Entwicklung eines online-Programms bestehend aus 12 allgemeinmedizinischen Fällen unter besonderer Betonung des Zusammenhangs zwischen Klinik und vorklinischen Fächern (z.B. Fall Hypertonie - Physiologie, Biochemie und Pathophysiologie/Pathobiochemie der Blutdruckregulation). Dem Studenten soll hier in einem interdisziplinären Ansatz problemorientiertes Lernen ermöglicht werden. Hierzu eignet sich das elektronische Lernmedium in besonderer Weise, da es die Vernetzung von Lerninhalten nach den individuellen Bedürfnissen des Lernenden ermöglicht.
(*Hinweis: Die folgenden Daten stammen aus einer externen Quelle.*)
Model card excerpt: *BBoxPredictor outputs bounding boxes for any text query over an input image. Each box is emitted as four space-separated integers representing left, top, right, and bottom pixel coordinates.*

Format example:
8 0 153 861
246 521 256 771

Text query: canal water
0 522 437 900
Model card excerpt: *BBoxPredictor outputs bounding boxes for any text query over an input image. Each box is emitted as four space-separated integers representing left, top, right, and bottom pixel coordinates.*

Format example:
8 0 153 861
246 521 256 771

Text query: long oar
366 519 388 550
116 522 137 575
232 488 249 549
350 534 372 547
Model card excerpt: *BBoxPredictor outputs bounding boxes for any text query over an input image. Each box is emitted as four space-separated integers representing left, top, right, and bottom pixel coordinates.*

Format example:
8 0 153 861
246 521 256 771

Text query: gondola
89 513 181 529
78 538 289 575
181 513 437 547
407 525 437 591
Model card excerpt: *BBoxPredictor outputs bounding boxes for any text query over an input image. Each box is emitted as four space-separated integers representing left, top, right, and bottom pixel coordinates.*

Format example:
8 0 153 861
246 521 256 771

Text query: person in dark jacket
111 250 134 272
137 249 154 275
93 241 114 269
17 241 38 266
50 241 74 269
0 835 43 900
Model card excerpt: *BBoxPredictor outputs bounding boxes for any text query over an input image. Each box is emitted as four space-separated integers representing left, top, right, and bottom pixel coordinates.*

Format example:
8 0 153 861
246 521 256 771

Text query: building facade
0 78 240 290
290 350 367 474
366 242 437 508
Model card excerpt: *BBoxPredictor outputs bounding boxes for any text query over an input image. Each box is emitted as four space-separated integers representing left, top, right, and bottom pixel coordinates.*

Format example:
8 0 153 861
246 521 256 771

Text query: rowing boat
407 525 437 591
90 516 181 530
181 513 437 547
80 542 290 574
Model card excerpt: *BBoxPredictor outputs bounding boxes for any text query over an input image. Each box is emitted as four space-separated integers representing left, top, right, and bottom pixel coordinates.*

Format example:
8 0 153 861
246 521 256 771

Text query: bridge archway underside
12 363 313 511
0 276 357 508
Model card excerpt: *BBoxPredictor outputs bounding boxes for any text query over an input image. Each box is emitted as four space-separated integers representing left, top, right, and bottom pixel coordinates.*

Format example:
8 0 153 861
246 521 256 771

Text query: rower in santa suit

Gleichzeitig werden dieselben Lehrinhalte für eine Präsenzveranstaltung (1 SWS) ausgearbeitet. 60 freiwillige Medizinstudenten der Philipps-Universität Marburg aus dem 2. - 4. vorklinischen Semester werden randomisiert je zur Hälfte dem online-Programm oder der Präsenzveranstaltung zugeteilt. Am Ende der Veranstaltung findet für alle eine Erfolgskontrolle statt. Zusätzlich werden beide Lehrmethoden mittels Interview und Fragebogen evaluiert.

Relevanz:

e-learning-Methodik bietet sich an, um anschaulich klinische Lehrinhalte in die Vorklinik einzubringen, da es oft nicht praktikabel ist, die Studenten bereits in ausreichendem Umfang in die Patientenversorgung zu integrieren. Sollte sich ein e-learning-Programm als der Präsenzlehre überlegen oder zumindest gleichwertig erweisen, wäre damit ein für den Studenten interessantes und effektives Lehrmittel entwickelt, das weiter ausgebaut werden kann ohne die sehr begrenzten zeitlichen Resourcen auf Seite der Lehrenden in dem Maße zu beanspruchen wie es bei ausschließlicher Präsenzlehre der Fall wäre.